疼痛是一个复杂的问题,几乎毫无例外,都是根据疼痛的身体部位进行分诊、诊断、治疗和计费。虽然“身体部位框架”指导着个体患者疼痛状况的组织和治疗,但目前尚不清楚如何在人群层面上对疼痛状况进行最佳的概念化、研究和治疗。在此,我们研究:(1)身体部位框架与人群层面基于生物学的疼痛特征如何相符;(2)从全身角度来看,数据衍生的疼痛特征如何与其他症状领域相互作用;(3)基于生物学的疼痛特征是否能捕捉病史中临床上的显著差异。
为了解疼痛状况如何得到最佳组织,我们对英国生物银行的一个子集(n = 34337)应用了精心设计的多变量模式学习方法,这是最大的公开可用的真实世界疼痛体验数据集,以定义常见的人群层面特征。我们进行了一系列事后分析,通过探究每个特征与137种药物类别、1425个临床医生指定的国际疾病分类代码以及757个专家策划的表型之间的关联,来验证每个疼痛特征反映了患者功能在现实世界中与临床相关的差异。

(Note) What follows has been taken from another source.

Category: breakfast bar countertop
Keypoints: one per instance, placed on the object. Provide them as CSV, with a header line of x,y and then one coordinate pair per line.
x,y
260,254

我们报告了四种独特的、基于生物学的疼痛特征,这些特征跨越医学专科:疼痛干扰、抑郁、医学疼痛和焦虑,每种特征代表功能损害的不同方面。重要的是,这些特征与被认为对标准疼痛评估很重要的变量,即疼痛的身体部位、疼痛强度、性别或体重指数,并无特定的对应关系。与个体层面临床病史的相关性显示,我们的疼痛特征在很大程度上与可改变的慢性疾病的临床变量和治疗相关,而非与特定身体部位相关。在各个特征中,显著差异包括阿片类药物仅与疼痛干扰特征相关,而抗抑郁药与其他三种互补特征相关。我们进一步提供证据表明,我们的疼痛特征为患者的健康状况提供了有价值的额外见解,而这些见解是身体部位框架所无法捕捉到的,并就我们的疼痛特征如何塑造未来医疗保健提供系统的设计提出了建议。
总体而言,我们为疼痛医学提供了证据,表明其交付系统应从传统的基于身体部位的方法转变为基于疼痛体验和患者功能整体特征的方法。这种转变有助于对慢性疾病进行更全面的管理,其中疼痛治疗被整合到更广泛的健康策略中。通过关注患者的整体特征,我们的方法不仅解决了疼痛症状,还支持了对潜在慢性疾病状况的管理,从而改善患者的治疗效果并提高生活质量。这种模式倡导在慢性疾病的连续护理中无缝整合疼痛管理,强调理解和治疗慢性疾病与疼痛之间相互依存关系的重要性。